読みたくて読んだはずだけど、大きく外れた。
野球でいうなら暴投、ワイルドピッチ。
でも、ハズレでも、まいっか、と思えてしまうのはどうしてだろう。
不思議だ。
『パルプ』 チャールズ・ブコウスキー
あらすじ
自称名探偵ニック・ビレーンは競馬が趣味で飲んだくれ。ある日、死の貴婦人(レイディ・デス)と名乗る女性から、死んだはずの作家セリーヌを探してほしいと依頼を受ける。一時間6ドルで依頼を受けたビレーンは早速調査に乗り出す。翌日には、存在するかどうかもわからない赤い雀を探してほしいと、別の人物から依頼を受ける。その後も奇妙な依頼が続き、ビレーンは事件に巻き込まれていく。死神、宇宙人に助けられながら、最後はすべての事件を解決するが・・・。
感想とか
ビレーンの人生観がぶっ飛んでいる。
その日暮らしのやりたい放題。言いたいことを言って、やりたいことをやる。他人の目なんか気にせず、だらだらと、あくまで冷静に自己中。口にする言葉、頭の中も下品極まりない。
ここまで自堕落で好きなように生きられたら楽だろうなぁ。
ストーリーもぶっ飛んでいる。
死神が出てきて、死んだ作家を探せだと? ありもしない赤い雀を探せだと? 宇宙からやってきた侵略部隊だと? ありえない。
無理くりストーリーをつなげているような気もするけど、全然気にならない。
文章もぶっ飛んでいる。
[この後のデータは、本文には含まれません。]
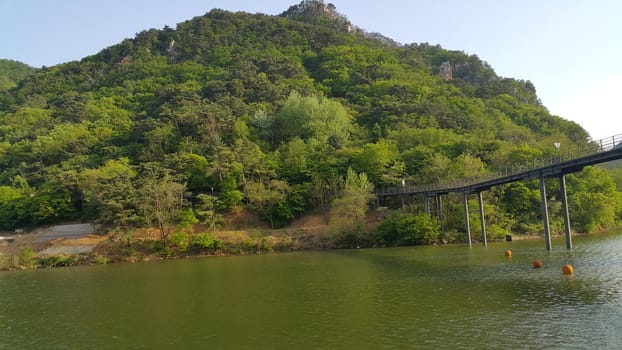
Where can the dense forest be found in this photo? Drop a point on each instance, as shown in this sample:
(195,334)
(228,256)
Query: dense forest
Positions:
(279,115)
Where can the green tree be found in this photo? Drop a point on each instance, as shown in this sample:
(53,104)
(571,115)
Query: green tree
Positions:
(402,228)
(161,200)
(266,197)
(347,212)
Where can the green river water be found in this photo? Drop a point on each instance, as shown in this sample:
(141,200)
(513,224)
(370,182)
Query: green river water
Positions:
(433,297)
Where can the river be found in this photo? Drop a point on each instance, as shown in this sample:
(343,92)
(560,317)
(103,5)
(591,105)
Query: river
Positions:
(431,297)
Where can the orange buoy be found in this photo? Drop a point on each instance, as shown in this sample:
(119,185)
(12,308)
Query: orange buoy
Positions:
(567,270)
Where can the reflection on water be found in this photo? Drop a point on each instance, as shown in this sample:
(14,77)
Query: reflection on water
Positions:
(426,298)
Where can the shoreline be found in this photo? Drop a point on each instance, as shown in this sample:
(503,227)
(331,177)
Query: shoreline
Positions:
(30,251)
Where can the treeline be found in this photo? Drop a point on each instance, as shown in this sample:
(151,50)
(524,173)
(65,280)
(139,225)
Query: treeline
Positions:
(277,114)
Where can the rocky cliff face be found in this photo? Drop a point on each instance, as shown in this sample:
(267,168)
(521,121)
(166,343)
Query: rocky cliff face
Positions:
(316,11)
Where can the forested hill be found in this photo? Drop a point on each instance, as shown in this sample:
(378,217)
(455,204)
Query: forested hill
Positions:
(257,111)
(11,72)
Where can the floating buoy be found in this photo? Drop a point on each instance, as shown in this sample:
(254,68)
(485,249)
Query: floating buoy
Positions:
(567,270)
(537,264)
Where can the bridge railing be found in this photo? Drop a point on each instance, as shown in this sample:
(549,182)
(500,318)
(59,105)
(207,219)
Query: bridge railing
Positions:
(563,155)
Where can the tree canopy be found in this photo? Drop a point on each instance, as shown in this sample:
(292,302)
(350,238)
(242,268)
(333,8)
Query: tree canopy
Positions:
(267,112)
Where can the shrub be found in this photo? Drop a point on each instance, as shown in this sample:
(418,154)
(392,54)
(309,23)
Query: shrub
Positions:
(181,240)
(26,256)
(101,260)
(206,241)
(408,229)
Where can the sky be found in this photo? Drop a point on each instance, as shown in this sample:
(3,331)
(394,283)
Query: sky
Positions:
(569,49)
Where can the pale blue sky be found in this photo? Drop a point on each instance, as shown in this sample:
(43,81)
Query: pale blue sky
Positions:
(569,49)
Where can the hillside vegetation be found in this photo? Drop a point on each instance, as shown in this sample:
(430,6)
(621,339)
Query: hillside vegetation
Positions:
(281,115)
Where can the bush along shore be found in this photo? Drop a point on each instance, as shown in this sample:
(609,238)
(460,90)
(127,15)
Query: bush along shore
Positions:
(146,244)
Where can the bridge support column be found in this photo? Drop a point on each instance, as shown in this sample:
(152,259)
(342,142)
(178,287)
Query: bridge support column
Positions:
(562,189)
(481,215)
(426,204)
(545,214)
(439,208)
(466,217)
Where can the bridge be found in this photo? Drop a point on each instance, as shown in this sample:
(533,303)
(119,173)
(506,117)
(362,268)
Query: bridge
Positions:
(570,161)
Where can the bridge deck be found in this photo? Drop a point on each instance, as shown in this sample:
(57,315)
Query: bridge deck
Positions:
(602,151)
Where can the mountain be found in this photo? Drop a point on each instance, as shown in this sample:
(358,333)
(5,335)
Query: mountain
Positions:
(12,72)
(266,112)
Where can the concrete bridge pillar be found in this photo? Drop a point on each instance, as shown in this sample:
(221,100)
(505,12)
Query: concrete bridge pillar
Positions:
(466,217)
(545,214)
(562,190)
(482,219)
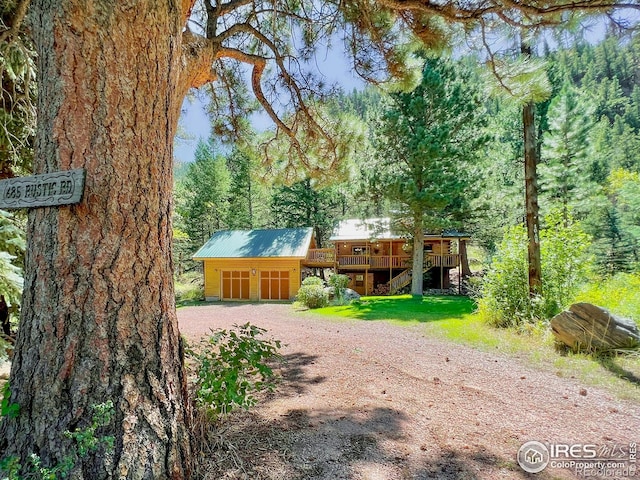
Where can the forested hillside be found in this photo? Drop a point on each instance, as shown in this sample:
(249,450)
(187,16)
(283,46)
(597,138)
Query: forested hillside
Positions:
(589,141)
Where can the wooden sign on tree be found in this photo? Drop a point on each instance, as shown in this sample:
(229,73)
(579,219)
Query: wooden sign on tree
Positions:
(45,190)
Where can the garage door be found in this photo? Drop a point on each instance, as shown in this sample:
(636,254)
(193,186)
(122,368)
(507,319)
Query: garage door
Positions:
(274,285)
(235,285)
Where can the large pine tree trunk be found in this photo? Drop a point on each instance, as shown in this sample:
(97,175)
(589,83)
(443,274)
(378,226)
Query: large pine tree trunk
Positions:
(417,283)
(531,200)
(531,191)
(98,318)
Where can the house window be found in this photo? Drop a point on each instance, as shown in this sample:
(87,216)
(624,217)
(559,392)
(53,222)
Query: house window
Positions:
(359,250)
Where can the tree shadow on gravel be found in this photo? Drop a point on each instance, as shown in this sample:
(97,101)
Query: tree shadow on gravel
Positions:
(610,363)
(294,380)
(342,445)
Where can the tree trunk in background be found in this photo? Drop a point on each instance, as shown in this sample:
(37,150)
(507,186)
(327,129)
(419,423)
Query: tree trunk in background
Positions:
(417,287)
(531,199)
(98,316)
(464,259)
(531,190)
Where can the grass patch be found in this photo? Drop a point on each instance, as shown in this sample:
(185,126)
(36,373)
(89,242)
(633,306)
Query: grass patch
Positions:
(452,318)
(403,308)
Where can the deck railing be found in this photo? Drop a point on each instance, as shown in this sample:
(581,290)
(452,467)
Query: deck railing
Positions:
(321,256)
(447,260)
(327,257)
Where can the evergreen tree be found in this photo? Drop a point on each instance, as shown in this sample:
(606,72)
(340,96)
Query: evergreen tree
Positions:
(248,203)
(426,144)
(303,205)
(564,172)
(204,190)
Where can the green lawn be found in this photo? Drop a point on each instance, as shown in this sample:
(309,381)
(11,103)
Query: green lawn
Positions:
(452,318)
(404,308)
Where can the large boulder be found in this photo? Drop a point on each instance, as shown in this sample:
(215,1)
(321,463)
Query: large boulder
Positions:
(589,328)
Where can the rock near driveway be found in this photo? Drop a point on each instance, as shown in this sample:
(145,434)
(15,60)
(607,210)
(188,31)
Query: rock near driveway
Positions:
(589,328)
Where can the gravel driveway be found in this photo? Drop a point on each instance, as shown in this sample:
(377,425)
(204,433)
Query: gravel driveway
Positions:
(370,400)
文章というか文体?
過激で支離滅裂な言葉。バカバカしくて何の脈絡もない展開。会話は下品でシニカル。
もお、何から何まで衝撃的なんだけど、嫌いじゃない。
でも余裕のあるときに読まないと、やられる、多分。
ぶっ飛びのビレーンだけど、何をやってもパッとしない、理不尽なことなばかり起きて、思うようにいかない人生を受け入れて、自分なりに生きてきたのに、最後はこれ?ってところが切ない。
文庫本の帯にあった高橋源一郎の言葉。「日本翻訳史上最高傑作」かどうかはわからないけど、「僕の文章の理想像」ってのはわかるような。雰囲気が似てる気がする。